Pour chacun de ses contrats de trains, l'usine de Crespin sélectionne environ 250 fournisseurs et sous-traitants (contre 400 il y a cinq ans), dont cinq lui livrent en juste-à-temps des composants complets prêts à intégrer. Mais pas question d'être dépendant d'un problème de transport. Bombardier a demandé à ses fournisseurs de venir s'installer à proximité, sur le parc Trans Avenir. En échange, un carnet de commandes rempli pour cinq ans. Pour éviter à ses fournisseurs des investissements trop lourds, Bombardier a cédé une partie de son site à l'aménageur Essor Promotion, qui a pris en charge la réhabilitation des anciens bâtiments et la construction des nouveaux. Ce dernier loue les locaux aux sous-traitants. Sur place, Compin Interiors Sofanor fabrique des aménagements intérieurs. Sirail et Cetam Automatismes, assemblent des harnais de câbles électriques, dont certains éléments de 30 mètres, incompatibles avec du transport routier. Les Ateliers de l'Ostrevent préparent, eux, toute la tuyauterie. En mars 2011, arriveront Sostmeier, puis Daher. « Des remorques font en permanence des allers-retours entre nos lignes et leurs ateliers. Les fournisseurs nous livrent leurs produits sur nos outillages et j'organise mes tournées en fonction de mes besoins », explique Pascal Fillion.

2-OUVRIR DES MAGASINS AVANCÉS

Pour les pièces moins complexes, Bombardier a mis en place, depuis deux ans, des magasins avancés fournisseurs (MAF) gérés par des logisticiens externes (Soflog, Toyota Tsusho, TMF, Equipart et bientôt Daher). Les fournisseurs y mettent à disposition de Bombardier, un stock de pièces équivalant au besoin de deux ou trois véhicules. L'industriel se sert selon l'avancement de sa production. Les équipes des MAF s'occupent de la préparation de commande et placent les pièces dans des kits spécifiques à chaque véhicule. Démarrés en 2009 pour le contrat Nouvelle automotrice francilien, généralisés sur le contrat du RER Mi09, ces MAF sont tous implantés dans le Nord. Mais Bombardier a l'oeil à tout. « Quatre personnes de mon équipe méthode logistique travaillent à la standardisation des outillages et forment les fournisseurs à ce concept ». Seule exception : la quincaillerie (vis, boulons...). Gérée par Bossart, elle est livrée, au poids, dans des balances en bord de ligne selon les besoins.

3-DONNER DE LA VISIBILITÉ

Pour informer en temps réel les fournisseurs des besoins des lignes de montage, Bombardier possède depuis deux ans et demi un portail web. Mis à la disposition d'environ 180 fournisseurs, il aide au calcul MRP (Material Requirement Planning), qui permet de reprendre automatiquement les échéanciers des besoins de livraison, en tenant compte des manques de pièces dues aux aléas des fabrications industrielles (casses, pertes). « Plus de neuf fois sur dix, le manque de pièces sur les chaînes était dû à des informations non fournies à nos fournisseurs », reconnaît Pascal Fillion. Une personne à temps plein se consacre à la mise au point du portail et à l'accompagnement des fournisseurs, leur adhésion n'étant pas toujours facile.
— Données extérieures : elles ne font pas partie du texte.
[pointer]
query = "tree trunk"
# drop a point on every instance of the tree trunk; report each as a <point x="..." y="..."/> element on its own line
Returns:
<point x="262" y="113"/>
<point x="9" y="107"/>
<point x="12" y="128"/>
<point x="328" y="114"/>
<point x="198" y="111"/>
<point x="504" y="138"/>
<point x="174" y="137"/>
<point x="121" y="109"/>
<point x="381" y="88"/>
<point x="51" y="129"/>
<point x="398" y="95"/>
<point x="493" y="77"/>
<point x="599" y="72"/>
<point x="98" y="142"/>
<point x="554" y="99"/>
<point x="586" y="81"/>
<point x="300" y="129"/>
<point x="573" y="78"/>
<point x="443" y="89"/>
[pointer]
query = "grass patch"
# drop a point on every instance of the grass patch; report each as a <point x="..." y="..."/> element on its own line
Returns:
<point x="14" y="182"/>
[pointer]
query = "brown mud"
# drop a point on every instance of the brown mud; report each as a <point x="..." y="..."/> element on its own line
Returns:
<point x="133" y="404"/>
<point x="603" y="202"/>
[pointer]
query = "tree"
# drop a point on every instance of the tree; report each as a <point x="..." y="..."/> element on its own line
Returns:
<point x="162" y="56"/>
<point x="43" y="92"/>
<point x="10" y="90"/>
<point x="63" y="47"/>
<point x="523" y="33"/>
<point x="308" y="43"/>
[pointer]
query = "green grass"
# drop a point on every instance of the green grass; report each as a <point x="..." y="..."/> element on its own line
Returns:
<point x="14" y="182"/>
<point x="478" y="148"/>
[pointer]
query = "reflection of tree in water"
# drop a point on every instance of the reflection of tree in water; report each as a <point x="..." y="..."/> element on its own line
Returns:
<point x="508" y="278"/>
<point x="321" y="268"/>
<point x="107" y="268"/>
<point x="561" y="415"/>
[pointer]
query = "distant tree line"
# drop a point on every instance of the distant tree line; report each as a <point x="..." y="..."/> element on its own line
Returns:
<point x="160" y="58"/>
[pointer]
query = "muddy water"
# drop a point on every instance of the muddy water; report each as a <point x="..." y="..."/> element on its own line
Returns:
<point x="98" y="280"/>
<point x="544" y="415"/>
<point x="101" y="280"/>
4-INTERCONNECTER LES SYSTÈMES INFORMATIQUES

Enfin, depuis mars 2010, l'équipe de Pascal Fillion développe un outil informatique d'EDI (Échange de données informatisées), pour interconnecter le système d'information de Bombardier avec celui de ses fournisseurs. Testé par Freinrail, Faiveley, Beimo, Lequien, Sirail et le logisticien Softlog, il leur permet d'avoir une vision précise des pièces en transit ou réceptionnées et d'éditer eux-mêmes leurs bordereaux de livraison au standard du constructeur. Fini les risques d'erreurs et les attentes de paiements pour cause de litiges. Avec l'aide de Jean-Pierre Tyberghein, un consultant en organisation, l'ergonomie du portail a été étudiée pour en faciliter sa prise en main. D'ici à la fin 2011, une centaine de fournisseurs devrait en être équipée. « Mes échéanciers de besoins changent toutes les semaines. L'étape suivante consistera à les injecter dans leur système d'information pour éviter les saisies manuelles », se félicite Pascal Fillion. Les fournisseurs disposeront alors de tous les outils nécessaires pour livrer juste à temps.